What do internet services care more about, speed of conect time?

(Okay, one more shot.) No, I am not asking how the connection between my phone and my provider works. Being a phone has nothing to do with it, the ISP has nothing to do with it. The question (which I must have mistakenly thought was simple) was:

1.) I go to largeunspecifiedfile.com.

2.) I pick a file for download at largeunspecifiedfile.com.

3.) The software running largeunspecifiedfile.com says to itself “I have x amount of bandwidth available and y number of connections available. Do I care more about spreading bandwidth around to more users, or getting rid of this task as fast as possible?”

Anything outside of how the software at largeunspecifiedfile.com answers that question isn’t part of my question.

I think I see where you are going.

TCP may be the mechanism that implements the wishes of the “throttle”; all you want to know is what the hand that sets the throttle has chosen.

(assuming TCP is used here…there are definitely other protocols in use)

In most cases your traffic to/from a content provider will go through plenty of Internet plumbing, a load balancer, then eventually resolve to a physical server. Your machine will establish a TCP connection with that server, often 10 or 20 hops away. There will be a three-way handshake at the beginning of the connection to establish TCP settings, then your machine asks for the file.
The server will start sending the file as fast as it can, limited by I/O, CPU, buffer size, and so on. The thing that will throttle everything will be TCP.

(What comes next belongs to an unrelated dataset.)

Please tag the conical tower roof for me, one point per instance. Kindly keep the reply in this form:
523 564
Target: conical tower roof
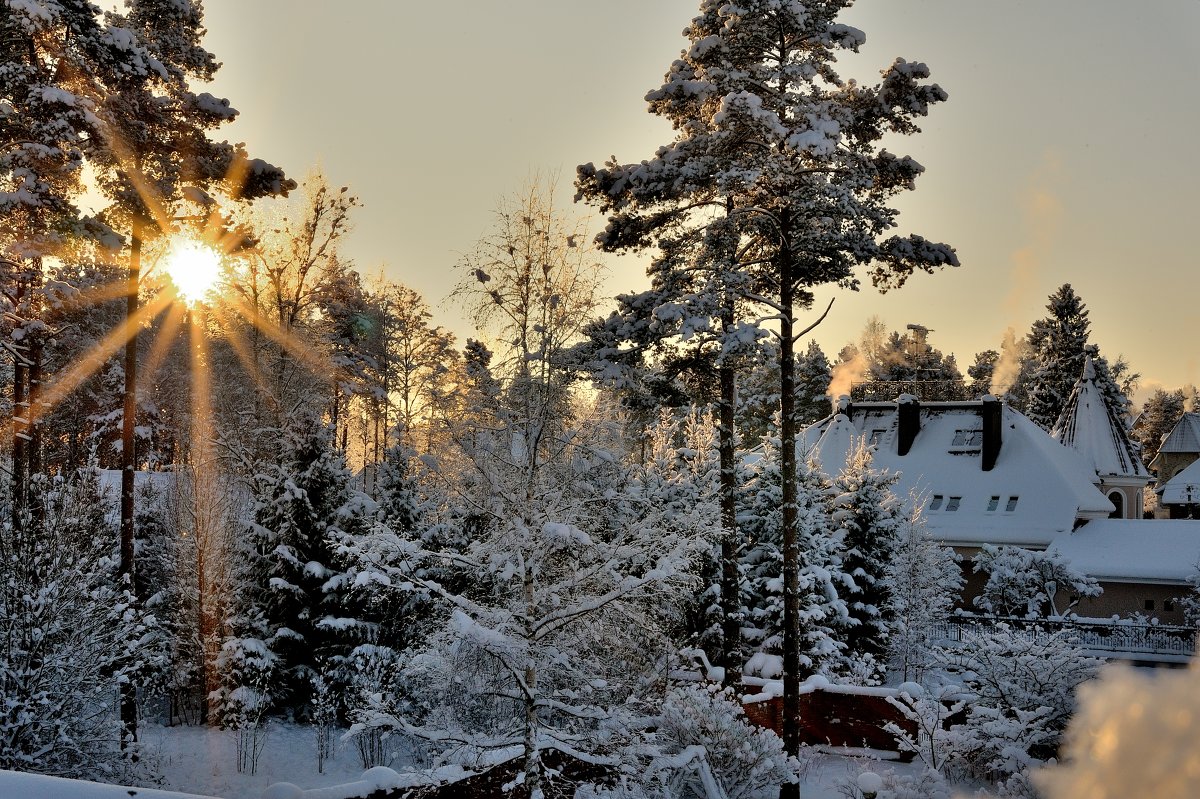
1090 426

TCP will be throttled by network devices all along the way that will twiddle settings in the packets (e.g. Receive Window size) or drop packets (a valid way to say “hold-on, cowboy!” to the sender). These are controlled by different organizations with differing goals. The site owner will have their settings; their ISP will have theirs; your ISP will apply settings, and you yourself can apply quality-of-service settings. All of these will affect the stream.

With that said, I apologize that I don’t have insight into the optimization goals of the ISP at either end or the content provider.

Moderator Note

This is pretty rude, especially when directed at someone who is just trying to help you. Try not to be so snippy in this forum. Stick to the facts.

Look at it from the point of view of the provider.

If they are streaming - i.e. you are watching a show as it downloads - then there is no real incentive to stream faster than enough to build a suitable buffer for interruptions.
If you are downloading - then they will download as fast as they can, given total circumstances.
Then consider you are nobody special - everyone (presumably) is an equal partner. So your download speed will also be determined by everyone else using the same download service/server(s).
(I think the days where number of TCP connections was an issue is past - “the server is too busy now, try later”)

I presume the question is - “will they prioritize my shorter remaining download to get me off their list?” Again, consider it from the server’s point of view. Odds are there are hundreds, or thousands, of downloaders. Completing one download faster because there’s less remaing, will not ease the load on the server significantly. Also, programmatically, “give everyone equal time” is the simplest algoritm to program. (Or more likely, for live streams, set the minimum useful stream speed by priority - more for 4K than for 1080P, for example)

So the short answer is likely - everyone online at the same time gets the most they can handle until the server is maxed out, then it alocates based on giving everyone about the same. “You can have all you can handle up to 120Mbps” or something.

You might also have traffic prioritized for “premium” customers. Who knows.

I’m also going to guess that 99% of the time, the server is not maxed out, unless the server company is really stupid and cheap or there’s a major live event. So you are getting the max your current connection allows. As others point out, despite your protests, your local connection speed depends on a lot of things.

At the server end, there is a server application - NGINX webserver, for example. This application has sockets (i.e connections) that communicate with the operating system network stack, which manages the data from the sockets and sends/receives from the physical network interface.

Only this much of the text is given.